At Verizon Wireless, that’s no joke. There really are 60 testers driving specially equipped sport utility vehicles, constantly checking on the reliability of the company’s network, placing calls every two and a half minutes to determine the state of voice and data connections, not only of Verizon’s network but of competitors’ as well.
Indeed, federal, state and local emergency managers might want to examine such Verizon practices, because Verizon Wireless places great emphasis on redundancy and preparedness. All facilities are equipped with battery back up, and switching stations have their own generators — in addition to a fleet of portable generators that can be driven where needed. Portable “Cell on Wheels” (COWs) can provide wireless coverage when fixed facilities go out, and “Cell on Light Trucks” (COLTs) —fully outfitted trucks with their own fuel, food and emergency supplies, as well as masts and antennas – provide processing power in emergencies.
That kind of preplanning and preparedness was necessary after hurricanes Katrina and Rita, as well as four years ago in the immediate aftermath of the attacks of Sept. 11, 2001. When Hurricane Katrina struck, 20 COWs rushed to affected areas of Louisiana, Mississippi and Alabama. Over 80 percent of Verizon Wireless cell sites in the affected areas had their own generators and so could continue fielding cell calls. It enabled many areas to get their cell coverage restored quickly. After Hurricane Rita, 90 percent of cell sites in the affected areas in Texas were swiftly back on line.

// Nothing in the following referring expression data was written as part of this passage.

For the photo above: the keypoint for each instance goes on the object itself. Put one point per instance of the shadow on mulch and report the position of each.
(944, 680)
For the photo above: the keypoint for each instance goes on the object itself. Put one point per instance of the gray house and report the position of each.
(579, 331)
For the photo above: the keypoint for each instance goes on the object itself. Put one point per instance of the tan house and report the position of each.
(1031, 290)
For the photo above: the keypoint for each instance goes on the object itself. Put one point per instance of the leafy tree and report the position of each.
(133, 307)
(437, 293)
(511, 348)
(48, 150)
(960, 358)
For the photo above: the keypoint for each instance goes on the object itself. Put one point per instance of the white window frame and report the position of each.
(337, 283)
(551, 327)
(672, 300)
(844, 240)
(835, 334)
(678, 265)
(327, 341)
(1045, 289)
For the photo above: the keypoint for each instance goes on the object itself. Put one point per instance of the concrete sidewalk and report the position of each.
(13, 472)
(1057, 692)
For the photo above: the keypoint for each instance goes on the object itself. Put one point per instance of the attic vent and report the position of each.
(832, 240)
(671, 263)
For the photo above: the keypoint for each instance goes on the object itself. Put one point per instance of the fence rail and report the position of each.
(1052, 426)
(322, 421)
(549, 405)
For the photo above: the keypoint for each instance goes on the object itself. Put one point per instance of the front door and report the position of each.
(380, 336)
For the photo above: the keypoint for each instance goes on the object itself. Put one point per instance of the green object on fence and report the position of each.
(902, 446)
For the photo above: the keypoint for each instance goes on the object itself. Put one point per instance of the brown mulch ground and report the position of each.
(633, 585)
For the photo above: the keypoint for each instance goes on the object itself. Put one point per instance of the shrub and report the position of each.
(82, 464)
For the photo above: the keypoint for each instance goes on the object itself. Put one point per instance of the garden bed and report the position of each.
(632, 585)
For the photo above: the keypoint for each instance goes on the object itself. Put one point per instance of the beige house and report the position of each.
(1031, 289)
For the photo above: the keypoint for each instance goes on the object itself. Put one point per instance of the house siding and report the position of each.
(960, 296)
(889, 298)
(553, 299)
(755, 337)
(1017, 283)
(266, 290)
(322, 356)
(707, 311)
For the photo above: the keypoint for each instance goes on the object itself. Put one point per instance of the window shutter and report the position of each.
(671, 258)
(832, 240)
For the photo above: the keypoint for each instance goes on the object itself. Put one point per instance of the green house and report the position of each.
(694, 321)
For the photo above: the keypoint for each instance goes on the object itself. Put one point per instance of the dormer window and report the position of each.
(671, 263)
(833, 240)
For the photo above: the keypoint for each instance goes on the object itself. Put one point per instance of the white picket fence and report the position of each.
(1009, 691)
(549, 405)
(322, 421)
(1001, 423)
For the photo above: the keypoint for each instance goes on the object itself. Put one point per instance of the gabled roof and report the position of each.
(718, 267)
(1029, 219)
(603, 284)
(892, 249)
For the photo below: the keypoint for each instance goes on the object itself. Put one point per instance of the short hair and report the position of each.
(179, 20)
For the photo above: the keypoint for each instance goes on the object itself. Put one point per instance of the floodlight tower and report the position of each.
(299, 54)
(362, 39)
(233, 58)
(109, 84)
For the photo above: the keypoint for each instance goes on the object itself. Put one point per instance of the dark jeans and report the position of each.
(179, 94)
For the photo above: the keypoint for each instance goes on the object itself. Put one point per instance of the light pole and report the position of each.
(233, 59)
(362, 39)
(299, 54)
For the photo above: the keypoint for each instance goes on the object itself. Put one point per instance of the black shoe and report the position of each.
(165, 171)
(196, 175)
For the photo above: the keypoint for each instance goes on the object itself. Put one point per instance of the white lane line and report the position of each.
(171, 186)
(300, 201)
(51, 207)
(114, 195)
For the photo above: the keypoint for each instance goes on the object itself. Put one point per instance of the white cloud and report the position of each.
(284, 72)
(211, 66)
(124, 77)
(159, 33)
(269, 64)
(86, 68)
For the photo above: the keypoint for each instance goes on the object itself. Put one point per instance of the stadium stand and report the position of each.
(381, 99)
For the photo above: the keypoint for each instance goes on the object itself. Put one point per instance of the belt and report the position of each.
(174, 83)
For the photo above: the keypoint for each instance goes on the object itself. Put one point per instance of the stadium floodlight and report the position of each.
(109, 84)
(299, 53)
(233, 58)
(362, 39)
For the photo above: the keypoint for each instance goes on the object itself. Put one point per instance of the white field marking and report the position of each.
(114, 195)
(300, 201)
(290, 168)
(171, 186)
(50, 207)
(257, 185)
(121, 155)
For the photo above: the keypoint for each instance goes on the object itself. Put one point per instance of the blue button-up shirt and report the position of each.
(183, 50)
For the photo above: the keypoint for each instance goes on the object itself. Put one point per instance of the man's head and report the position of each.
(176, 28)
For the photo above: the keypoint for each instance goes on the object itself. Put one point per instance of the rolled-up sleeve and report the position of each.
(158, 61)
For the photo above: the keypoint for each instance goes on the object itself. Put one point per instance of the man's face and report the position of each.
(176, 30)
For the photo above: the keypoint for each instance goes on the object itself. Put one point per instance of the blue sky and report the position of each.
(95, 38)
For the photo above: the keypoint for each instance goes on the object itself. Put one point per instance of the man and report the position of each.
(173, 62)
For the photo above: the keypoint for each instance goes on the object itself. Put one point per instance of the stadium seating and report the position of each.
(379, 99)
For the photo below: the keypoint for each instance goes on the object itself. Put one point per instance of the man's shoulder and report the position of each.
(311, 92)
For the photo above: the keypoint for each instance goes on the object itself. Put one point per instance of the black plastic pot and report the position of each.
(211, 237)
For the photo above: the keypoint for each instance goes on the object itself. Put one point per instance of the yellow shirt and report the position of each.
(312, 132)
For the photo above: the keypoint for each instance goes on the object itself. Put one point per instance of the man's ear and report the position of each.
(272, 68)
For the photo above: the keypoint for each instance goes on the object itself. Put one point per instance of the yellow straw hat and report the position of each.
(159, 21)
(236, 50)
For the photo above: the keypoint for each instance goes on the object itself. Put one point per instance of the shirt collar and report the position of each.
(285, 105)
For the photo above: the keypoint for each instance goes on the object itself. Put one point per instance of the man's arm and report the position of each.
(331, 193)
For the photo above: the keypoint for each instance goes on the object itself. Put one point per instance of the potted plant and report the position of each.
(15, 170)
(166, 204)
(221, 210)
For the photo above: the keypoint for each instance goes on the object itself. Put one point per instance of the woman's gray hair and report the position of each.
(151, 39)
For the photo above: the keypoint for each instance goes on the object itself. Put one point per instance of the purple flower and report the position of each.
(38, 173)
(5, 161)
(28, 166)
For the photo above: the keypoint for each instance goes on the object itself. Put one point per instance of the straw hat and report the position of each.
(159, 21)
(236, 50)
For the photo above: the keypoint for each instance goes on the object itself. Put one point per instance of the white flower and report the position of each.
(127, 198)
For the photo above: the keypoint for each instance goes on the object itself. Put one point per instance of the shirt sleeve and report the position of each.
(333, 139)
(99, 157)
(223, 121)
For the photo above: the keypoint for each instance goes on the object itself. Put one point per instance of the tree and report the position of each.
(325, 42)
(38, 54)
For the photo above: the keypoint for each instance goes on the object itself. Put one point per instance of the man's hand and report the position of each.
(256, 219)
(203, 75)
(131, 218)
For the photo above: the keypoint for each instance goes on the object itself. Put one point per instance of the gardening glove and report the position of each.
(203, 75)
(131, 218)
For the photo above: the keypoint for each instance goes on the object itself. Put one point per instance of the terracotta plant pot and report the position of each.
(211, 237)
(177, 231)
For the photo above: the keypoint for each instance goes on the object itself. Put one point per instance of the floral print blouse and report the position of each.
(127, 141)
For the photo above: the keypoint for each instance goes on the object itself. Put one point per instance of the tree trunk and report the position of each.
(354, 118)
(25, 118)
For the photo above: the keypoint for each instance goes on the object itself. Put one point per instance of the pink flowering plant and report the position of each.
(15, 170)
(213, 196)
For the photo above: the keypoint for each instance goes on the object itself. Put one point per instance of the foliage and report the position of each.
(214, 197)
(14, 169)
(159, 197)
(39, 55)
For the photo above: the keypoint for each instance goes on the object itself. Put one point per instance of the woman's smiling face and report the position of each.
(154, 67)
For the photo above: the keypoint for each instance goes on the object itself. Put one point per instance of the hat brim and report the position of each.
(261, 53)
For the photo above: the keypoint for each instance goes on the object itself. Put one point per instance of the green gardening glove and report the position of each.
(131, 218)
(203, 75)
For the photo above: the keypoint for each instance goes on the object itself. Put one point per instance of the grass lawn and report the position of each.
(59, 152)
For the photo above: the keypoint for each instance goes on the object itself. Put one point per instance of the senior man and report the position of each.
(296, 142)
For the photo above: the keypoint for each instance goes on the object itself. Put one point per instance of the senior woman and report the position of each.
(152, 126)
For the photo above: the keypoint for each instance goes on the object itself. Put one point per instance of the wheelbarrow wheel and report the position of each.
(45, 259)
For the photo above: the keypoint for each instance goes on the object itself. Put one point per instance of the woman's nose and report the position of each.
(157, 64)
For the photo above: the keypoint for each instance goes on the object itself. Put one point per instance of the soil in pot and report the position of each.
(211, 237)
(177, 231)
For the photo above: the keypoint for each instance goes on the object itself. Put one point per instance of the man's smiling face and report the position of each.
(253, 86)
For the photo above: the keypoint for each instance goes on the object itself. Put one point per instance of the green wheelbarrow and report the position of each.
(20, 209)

It’s all part of Verizon Wireless’ emphasis on reliability, according to Maiorana. “Why does the government use one service versus another? It’s the belief, the track record, that that phone will work, that data message will go through, that phone will ring when the chips are down. And Verizon has positioned itself, through our network, to differentiate our network superiority,” he said.
A legacy of service
Maiorana comes to government sales naturally. His father worked as a Navy officer, a police officer and an undercover narcotics officer in northern New Jersey.
“Early on, I had a fond appreciation for public service and law enforcement. I understood its importance,” Maiorana recalled.
He joined what was then Bell Atlantic Mobile in 1990, after getting a master’s of business administration in finance at Montclair State College in Montclair, NJ, and held nine different positions in the rapidly expanding organization that became Verizon Wireless.
Maiorana’s appreciation for public service and the needs of government customers expresses itself in his customer relations and the spirit he instills in the organization he heads.
A culture of action
To meet government needs, Verizon Wireless offers a variety of products and services that include secure communications, broadband access and interoperability with other devices, such as personal digital assistants. In homeland security, Verizon Wireless is working to provide first responders with communications commonality and interoperability. The company has long worked with customers such as the Federal Emergency Management Agency (FEMA) and the National Security Agency, as well as a variety of state and local agencies.
Indeed, hurricanes Katrina and Rita were almost old hat to Verizon Wireless: In the four-hurricane season of 2004, the company assisted FEMA and Florida authorities and won a major contract from that state in recognition of the work it did.
And the culture of Verizon Wireless is one of action, of moving quickly in the face of a disaster or challenge to restore service and maintain the network’s proud reliability. In 2001, that meant Maiorana drove a truck to the site of the World Trade Center to re-establish the network and make sure that residents and responders had cell phone service. In 2005, it meant that Verizon Wireless workers mobilized in the hard-hit Gulf region.
“Over the course of time, the government customer sees that commitment,” Maiorana noted. “It’s one thing to put it in your brochure and put it in your commercial, but it’s important to see it time in and time out.
“At the end of the day we’re very proud of the customer we serve. We’re dedicated to this government customer, not just here [at Verizon Wireless’ federal operations headquarters] but nationwide. Government needs to make quick decisions with reliable voice and data service.” And, he added, “We recognize that we have a patriotic duty to support homeland security and state and local law enforcement efforts.”